My mom, who is 71, had a stroke while we were camping in the N. Ga. mountains. My time here at their home has suddenly extended itself. But she’s walking, talking and functioning fine enough. A slight wobble in her gait. We’re waiting for doctors to rule out any further risk beyond the typical post-stroke risk. It started as a disturbance in her vision much like a pre-migraine. I know it well myself. But this got worse and stayed. And this was apparently when the stroke occurred. In the visual cortex. Her vision is all fragmented and flashing neon brightness. It exhausts her. Her question: Is this permanent? Doc’s response: The brain has an amazing capacity to heal itself. She and all of us here are in shock. This is a go-getter woman. Tough. Takes good care of herself. Both her parents died suddenly and horribly of heart disease undetected. She’s made sure not to let that happen, surpassing their longevity by many years already.

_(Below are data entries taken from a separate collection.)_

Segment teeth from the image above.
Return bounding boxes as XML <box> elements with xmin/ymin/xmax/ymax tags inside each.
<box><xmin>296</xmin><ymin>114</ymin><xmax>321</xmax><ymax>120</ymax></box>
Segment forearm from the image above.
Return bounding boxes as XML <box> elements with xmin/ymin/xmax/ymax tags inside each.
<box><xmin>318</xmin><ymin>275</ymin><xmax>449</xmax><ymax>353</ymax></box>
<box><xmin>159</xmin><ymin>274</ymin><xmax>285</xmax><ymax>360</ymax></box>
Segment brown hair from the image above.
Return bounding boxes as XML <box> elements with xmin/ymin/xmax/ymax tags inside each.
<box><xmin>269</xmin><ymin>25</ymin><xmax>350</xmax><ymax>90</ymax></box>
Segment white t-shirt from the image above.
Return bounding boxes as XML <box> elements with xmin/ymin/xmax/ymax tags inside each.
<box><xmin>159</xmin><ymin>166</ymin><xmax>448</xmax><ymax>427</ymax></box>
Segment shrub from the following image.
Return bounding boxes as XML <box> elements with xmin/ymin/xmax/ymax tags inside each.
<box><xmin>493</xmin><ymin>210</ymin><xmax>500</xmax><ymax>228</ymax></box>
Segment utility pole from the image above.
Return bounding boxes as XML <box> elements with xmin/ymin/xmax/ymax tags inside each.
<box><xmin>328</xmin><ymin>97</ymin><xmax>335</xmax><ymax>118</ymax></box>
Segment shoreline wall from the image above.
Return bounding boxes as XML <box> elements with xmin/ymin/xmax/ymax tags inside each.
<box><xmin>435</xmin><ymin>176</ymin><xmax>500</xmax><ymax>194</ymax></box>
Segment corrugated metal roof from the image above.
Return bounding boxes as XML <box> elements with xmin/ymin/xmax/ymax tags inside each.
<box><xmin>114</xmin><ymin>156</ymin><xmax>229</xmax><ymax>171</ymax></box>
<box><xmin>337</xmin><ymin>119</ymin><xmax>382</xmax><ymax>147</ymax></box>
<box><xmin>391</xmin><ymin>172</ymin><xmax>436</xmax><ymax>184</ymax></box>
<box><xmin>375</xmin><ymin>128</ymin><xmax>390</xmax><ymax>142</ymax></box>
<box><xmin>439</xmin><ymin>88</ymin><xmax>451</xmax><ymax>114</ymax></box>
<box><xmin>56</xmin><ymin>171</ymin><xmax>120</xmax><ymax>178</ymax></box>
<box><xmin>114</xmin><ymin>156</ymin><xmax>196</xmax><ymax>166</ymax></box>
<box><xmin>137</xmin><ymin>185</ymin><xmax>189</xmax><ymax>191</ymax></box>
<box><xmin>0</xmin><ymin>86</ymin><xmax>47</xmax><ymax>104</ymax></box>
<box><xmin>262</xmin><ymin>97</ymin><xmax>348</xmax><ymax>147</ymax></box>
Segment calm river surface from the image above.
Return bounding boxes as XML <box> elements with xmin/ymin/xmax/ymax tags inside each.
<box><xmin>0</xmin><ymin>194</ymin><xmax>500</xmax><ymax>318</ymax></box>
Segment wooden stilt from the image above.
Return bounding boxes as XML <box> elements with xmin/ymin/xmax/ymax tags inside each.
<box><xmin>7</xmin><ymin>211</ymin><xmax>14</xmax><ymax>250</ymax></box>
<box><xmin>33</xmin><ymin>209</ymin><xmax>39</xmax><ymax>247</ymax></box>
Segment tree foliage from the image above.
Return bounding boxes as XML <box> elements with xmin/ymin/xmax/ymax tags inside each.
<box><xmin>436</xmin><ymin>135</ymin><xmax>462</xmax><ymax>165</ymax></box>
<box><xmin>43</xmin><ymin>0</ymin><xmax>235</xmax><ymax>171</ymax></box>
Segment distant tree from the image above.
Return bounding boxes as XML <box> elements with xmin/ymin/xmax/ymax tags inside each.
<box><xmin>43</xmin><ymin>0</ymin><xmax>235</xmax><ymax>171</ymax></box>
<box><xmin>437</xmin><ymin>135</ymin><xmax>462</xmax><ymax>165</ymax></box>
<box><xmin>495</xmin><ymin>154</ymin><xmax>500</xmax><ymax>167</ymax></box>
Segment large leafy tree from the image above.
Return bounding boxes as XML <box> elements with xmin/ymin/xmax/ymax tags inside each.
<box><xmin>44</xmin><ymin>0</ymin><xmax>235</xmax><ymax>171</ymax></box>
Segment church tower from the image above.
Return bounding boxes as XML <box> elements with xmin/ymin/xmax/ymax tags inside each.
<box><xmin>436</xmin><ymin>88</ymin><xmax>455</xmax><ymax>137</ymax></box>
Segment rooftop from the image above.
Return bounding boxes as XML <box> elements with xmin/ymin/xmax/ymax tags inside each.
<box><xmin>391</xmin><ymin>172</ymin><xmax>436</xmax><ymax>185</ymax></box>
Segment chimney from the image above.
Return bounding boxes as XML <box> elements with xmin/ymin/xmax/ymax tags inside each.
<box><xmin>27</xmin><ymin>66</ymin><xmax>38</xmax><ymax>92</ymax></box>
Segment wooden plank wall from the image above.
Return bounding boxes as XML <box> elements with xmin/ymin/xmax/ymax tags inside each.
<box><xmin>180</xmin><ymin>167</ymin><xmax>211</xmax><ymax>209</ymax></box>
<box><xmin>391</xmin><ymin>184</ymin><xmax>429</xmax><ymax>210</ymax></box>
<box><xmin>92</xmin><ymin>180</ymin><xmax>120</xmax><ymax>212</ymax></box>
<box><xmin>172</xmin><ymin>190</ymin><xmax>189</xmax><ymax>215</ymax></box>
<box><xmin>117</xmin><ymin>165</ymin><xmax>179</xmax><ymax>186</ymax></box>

This has been, in spite of it all, a healing time for us. When you run out of the hills of Georgia and fast to the seemingly greener hillsides of North Carolina, you leave a bit of a track, a wake. That’s especially true for me since I left in total frustration with life and with my history. I was none too sure of my religion or. Or. Looking at old photos last night it struck me, once again, how much has changed. I was a shadow of who I am now when I left here. My mom has only recently begun to recover from the whiplash of such a stark change. How does she talk to me about Jesus anymore when she knows I’m just not there now? It’s not easy but she respects where I am, grieves it some. And she was never the type of person I could hide such changes from, ever. We’ve hobbled along, testing and re-testing our relationship these past 5 years especially. It’s been a study in courage for both of us.
So, holding hands, providing Reiki, laughing, filling out her forms for her…as sorry as we all are that it has had to be like this, I know she felt the deeper healing as much as I did. We’ve spoken openly about the hurts between us, found peace together. You can’t ask for more than that. No, actually you can. You can ask for a couple more decades of restoring what can never be destroyed. That’s all I ask.